The Mountaineers came into the season as the overwhelming conference favorite, but the Panthers’ come-from-behind win, combined with Boston College’s loss to Syracuse, leaves Harris’ team at the top of the heap. They beat the Eagles in overtime earlier in the season and, despite losing to Nebraska, Connecticut and Syracuse, should wind up the highest-ranked team among the four tied for first. The key to Pittsburgh’s improvement has been the play of QB Tyler Palko, who was brilliant in the Panthers’ Nov. 13 win at Notre Dame. Palko struggled much of the night against West Virginia, but he led a 14-play, 73-yard fourth-quarter drive, culminating in a 2-yard touchdown run, to give Pittsburgh the lead.

Palko’s emergence gives Panthers fans no shortage of reasons to be optimistic about the program’s future. Now, will AD Jeff Long feel the same way?
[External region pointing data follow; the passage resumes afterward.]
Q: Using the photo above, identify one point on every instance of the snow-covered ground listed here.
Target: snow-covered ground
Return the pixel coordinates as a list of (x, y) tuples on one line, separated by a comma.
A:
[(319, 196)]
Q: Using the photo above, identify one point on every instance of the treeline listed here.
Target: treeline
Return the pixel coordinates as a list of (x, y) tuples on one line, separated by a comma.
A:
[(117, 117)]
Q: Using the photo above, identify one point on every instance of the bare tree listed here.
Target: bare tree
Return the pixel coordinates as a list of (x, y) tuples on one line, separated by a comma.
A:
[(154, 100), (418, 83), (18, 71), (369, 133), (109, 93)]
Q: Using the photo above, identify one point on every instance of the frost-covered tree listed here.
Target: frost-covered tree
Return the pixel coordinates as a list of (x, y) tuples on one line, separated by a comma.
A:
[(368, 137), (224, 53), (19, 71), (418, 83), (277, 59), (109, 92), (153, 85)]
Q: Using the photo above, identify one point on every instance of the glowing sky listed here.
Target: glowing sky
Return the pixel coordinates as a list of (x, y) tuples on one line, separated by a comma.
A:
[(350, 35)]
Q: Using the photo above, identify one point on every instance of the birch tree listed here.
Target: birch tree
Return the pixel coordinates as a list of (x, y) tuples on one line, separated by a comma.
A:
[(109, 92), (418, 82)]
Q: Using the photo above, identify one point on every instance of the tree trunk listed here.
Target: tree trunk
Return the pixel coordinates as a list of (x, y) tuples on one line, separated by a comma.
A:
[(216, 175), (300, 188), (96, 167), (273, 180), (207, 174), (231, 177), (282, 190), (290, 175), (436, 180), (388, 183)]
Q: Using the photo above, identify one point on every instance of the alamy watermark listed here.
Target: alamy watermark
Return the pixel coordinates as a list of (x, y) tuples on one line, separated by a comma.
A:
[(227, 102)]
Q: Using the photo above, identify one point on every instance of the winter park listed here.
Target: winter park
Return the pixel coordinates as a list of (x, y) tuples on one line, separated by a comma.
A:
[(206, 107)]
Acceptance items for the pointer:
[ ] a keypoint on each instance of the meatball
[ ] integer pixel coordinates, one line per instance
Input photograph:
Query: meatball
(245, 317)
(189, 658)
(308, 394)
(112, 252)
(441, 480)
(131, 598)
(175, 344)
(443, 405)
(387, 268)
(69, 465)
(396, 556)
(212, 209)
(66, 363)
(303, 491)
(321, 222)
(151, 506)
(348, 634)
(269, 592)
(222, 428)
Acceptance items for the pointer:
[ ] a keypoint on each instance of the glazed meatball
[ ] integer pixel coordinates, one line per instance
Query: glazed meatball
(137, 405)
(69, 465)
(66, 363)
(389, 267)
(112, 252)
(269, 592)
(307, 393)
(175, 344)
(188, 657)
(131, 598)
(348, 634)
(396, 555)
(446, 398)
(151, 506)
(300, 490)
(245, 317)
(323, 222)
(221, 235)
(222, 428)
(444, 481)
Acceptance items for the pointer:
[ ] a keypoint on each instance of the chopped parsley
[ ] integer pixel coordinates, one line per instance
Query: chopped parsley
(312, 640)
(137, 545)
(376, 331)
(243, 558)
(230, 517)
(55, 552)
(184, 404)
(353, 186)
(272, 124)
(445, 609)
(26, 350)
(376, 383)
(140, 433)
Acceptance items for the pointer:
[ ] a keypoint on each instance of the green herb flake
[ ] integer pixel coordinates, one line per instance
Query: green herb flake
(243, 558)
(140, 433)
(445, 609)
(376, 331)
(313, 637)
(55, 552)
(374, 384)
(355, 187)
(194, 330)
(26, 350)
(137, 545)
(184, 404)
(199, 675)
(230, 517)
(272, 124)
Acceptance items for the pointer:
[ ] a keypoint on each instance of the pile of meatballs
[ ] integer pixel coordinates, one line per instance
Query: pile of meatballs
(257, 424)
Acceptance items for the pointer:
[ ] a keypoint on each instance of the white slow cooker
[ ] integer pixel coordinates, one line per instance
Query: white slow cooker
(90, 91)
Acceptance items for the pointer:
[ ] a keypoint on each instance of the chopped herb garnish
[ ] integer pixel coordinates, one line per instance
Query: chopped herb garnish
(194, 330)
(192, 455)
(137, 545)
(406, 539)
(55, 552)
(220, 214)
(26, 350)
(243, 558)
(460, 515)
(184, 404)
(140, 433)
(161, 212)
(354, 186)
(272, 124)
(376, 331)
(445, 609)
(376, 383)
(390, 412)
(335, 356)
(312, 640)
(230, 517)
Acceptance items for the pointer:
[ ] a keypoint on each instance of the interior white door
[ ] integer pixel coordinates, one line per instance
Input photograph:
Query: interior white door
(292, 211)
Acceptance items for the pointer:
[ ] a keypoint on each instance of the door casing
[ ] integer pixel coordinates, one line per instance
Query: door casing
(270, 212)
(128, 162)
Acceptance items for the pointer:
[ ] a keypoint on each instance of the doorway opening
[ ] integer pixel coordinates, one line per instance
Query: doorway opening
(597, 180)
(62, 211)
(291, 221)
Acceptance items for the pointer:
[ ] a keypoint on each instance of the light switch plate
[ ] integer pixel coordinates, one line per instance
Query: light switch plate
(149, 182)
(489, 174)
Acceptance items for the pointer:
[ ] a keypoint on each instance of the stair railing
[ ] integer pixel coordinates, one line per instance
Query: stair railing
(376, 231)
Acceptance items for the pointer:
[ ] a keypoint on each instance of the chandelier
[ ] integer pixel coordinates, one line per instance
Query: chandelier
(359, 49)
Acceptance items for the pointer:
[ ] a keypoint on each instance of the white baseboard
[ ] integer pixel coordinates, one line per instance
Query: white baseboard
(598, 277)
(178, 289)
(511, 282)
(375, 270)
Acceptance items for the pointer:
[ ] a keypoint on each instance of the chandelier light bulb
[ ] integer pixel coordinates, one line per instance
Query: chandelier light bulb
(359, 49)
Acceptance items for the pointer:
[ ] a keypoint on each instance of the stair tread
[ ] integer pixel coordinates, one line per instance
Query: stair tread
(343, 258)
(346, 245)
I am starting to think that a lot of the vitriol towards the Big East is based on all the writers who picked WVU as the sleeper pick to be considered for the national championship. Or at least not to look so bad.

Anyways, before we can punch Pitt’s ticket to Tempe or New Orleans, there is still unfinished business in Tampa. While the game may no longer garner hyperbole from the local Tampa press of the game being, “Arguably the biggest home game in school history between future Big East rivals.” It will still be important to them. The gear they had on sale earlier is still available.

Pitt wins this game and the debate over Harris should be over. The debate over Pitt in the BCS would be over. Pitt not only has the opportunity to make its statement, but it can close off a lot of meaningless discussions.